Ob die vorgenannte Rechtsprechung auf die vorliegende Fallkonstellation übertragbar ist, erscheint bereits äußerst fraglich, weil eine vergleichbare langjährige Erfahrung, dass sich der Umstand, dass ein Fahrzeug vom sog. „Abgasskandal“ betroffen war, nicht korrigierbar auf dessen Verkäuflichkeit preismindernd auswirkt, fehlt.
Letztlich kann diese Frage aber dahinstehen, weil der Kläger einen Wertverlust nicht hinreichend vereinzelt dargelegt hat. Zunächst ging er selbst davon aus, dass aktuell die Preise nicht sinken. Zuletzt zitierte er dann einen Vertreter des Volkswagen und Audi Partnerverbandes, wobei sich indes aus dem Vortrag nicht ergibt, dass der dort beklagte Minderwert von bis zu 3.000 € gerade auf der streitgegenständlichen Software und nicht etwa darauf beruht, dass Dieselfahrzeuge generell aus anderen Gründen in der Gunst der Käufer nachgelassen haben. Eine vereinzelte Darstellung eines etwaigen auf die streitgegenständliche Software zurückzuführenden Preisverfalls wäre dem Kläger dabei angesichts der Transparenz des Kraftfahrzeugmarktes möglich gewesen.
cc) Unverhältnismäßigkeit gem. § 323 Abs. 5 S. 2 BGB:
Schließlich ist im vorliegenden Fall das Rücktrittsrecht des Klägers auch gem. § 323 Abs. 5 S. 2 BGB ausgeschlossen, weil die in der Mangelhaftigkeit der Kaufsache liegende Pflichtverletzung - abzustellen ist vorliegend allein auf die streitgegenständliche Motorsoftware, da der Kläger nicht dargelegt hat, dass mit dem OBD-System oder einer illegalen Getriebesoftware weitere Mängel vorhanden sind, und er sich auf den Mangel „Kraftstoffverbrauch“ wegen der Verjährungseinrede der Beklagten zu 1) nicht mehr berufen kann - unerheblich ist.
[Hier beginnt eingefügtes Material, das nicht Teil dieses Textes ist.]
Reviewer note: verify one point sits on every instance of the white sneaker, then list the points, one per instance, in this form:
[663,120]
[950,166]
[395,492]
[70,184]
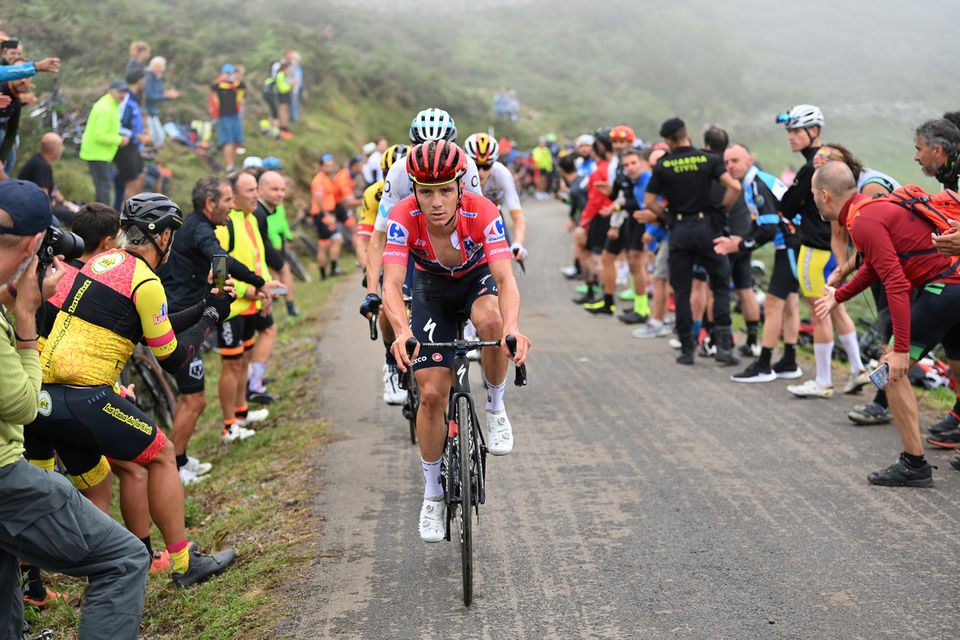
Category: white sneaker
[856,381]
[188,477]
[811,389]
[237,432]
[392,393]
[499,433]
[432,525]
[196,467]
[254,415]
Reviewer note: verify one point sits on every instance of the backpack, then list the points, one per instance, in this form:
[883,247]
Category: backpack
[936,208]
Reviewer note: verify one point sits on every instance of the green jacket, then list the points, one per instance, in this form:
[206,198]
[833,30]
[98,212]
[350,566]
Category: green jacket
[19,392]
[101,137]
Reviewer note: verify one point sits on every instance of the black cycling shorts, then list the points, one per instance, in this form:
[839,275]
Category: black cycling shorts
[597,233]
[783,280]
[190,377]
[236,335]
[438,303]
[741,273]
[86,424]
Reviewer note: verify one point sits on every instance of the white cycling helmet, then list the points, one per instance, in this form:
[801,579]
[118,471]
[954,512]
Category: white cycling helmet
[483,148]
[432,124]
[803,116]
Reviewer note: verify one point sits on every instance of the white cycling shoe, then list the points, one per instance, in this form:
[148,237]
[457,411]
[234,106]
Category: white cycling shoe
[499,433]
[431,524]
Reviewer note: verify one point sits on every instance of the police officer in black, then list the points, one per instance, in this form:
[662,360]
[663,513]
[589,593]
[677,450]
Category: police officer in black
[684,177]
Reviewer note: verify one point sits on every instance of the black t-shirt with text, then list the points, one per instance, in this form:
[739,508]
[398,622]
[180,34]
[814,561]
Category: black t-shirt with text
[684,178]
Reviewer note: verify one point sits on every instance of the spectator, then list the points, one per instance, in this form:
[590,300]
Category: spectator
[102,138]
[41,513]
[154,95]
[39,170]
[227,105]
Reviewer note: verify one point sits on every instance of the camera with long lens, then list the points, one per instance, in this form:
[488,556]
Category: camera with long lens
[57,242]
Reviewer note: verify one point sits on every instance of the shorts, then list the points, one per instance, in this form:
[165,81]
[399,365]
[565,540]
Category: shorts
[230,129]
[236,335]
[935,319]
[86,425]
[741,273]
[783,280]
[661,265]
[129,163]
[439,302]
[597,233]
[814,266]
[190,377]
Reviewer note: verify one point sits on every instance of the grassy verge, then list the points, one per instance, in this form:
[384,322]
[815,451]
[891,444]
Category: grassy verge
[256,499]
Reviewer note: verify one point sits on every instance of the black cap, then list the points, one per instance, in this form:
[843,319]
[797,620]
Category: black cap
[670,127]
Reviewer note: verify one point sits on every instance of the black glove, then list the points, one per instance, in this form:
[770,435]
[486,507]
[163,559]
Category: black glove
[371,304]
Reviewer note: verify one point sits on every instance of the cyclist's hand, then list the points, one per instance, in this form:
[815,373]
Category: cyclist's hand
[523,346]
[371,305]
[823,306]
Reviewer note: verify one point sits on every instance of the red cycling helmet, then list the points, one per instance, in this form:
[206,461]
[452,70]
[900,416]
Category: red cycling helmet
[622,132]
[436,162]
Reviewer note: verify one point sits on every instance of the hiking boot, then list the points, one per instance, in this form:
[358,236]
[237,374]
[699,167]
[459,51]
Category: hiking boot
[754,373]
[945,439]
[686,350]
[202,567]
[948,423]
[811,389]
[870,413]
[787,370]
[901,474]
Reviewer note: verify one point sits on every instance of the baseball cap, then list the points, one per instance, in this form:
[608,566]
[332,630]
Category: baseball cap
[28,205]
[670,127]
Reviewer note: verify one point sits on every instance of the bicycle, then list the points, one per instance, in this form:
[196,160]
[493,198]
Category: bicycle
[463,464]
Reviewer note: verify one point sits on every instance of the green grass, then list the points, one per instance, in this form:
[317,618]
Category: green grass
[257,499]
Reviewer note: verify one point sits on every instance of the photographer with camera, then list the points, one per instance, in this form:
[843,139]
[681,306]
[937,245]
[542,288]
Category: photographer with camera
[43,519]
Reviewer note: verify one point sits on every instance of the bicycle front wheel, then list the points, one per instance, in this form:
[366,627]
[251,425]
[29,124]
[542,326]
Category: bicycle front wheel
[465,479]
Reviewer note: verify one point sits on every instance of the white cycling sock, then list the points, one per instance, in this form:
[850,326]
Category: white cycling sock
[852,347]
[495,394]
[431,476]
[823,353]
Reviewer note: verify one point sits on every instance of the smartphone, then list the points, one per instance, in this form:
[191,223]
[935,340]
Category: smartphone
[881,375]
[219,266]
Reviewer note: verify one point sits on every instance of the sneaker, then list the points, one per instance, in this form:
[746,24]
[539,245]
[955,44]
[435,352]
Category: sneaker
[631,317]
[188,477]
[48,598]
[870,413]
[256,415]
[946,439]
[787,371]
[237,432]
[203,566]
[754,373]
[651,331]
[811,389]
[900,474]
[499,433]
[197,467]
[856,381]
[392,393]
[948,423]
[432,526]
[750,350]
[160,562]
Die Beurteilung der Frage, ob eine Pflichtverletzung unerheblich im genannten Sinne ist, erfordert eine umfassende Interessenabwägung auf der Grundlage der Umstände des Einzelfalls, wobei auf den Zeitpunkt der Rücktrittserklärung abzustellen ist (BGH, Urteil vom 28.05.2014, VIII ZR 94/13, zit. nach juris. Rn. 16). Indiziert wird die Erheblichkeit jedenfalls in der Regel durch einen Verstoß gegen eine Beschaffenheitsvereinbarung im Sinne von § 434 Abs. 1 S. 1 BGB (BGH, Urteil vom 06.02.2013, VIII ZR 374/11, zit. nach juris, Rn. 16). Bei behebbaren Mängeln ist - zumal zentral - auf die Kosten der Mangelbeseitigung im Verhältnis zum Kaufpreis abzustellen. Bei nicht behebbaren Mängel ist auf die von diesen ausgehenden funktionelle und ästhetische Beeinträchtigung abzustellen (Palandt/Grüneberg, BGB, 77. Aufl., § 323, Rn. 23) Ansonsten ist etwa auch die Schwere des Verschuldens des Schuldners abzustellen, wobei bei Arglist - wiederum nur in der Regel - eine unerhebliche Pflichtverletzung zu verneinen ist.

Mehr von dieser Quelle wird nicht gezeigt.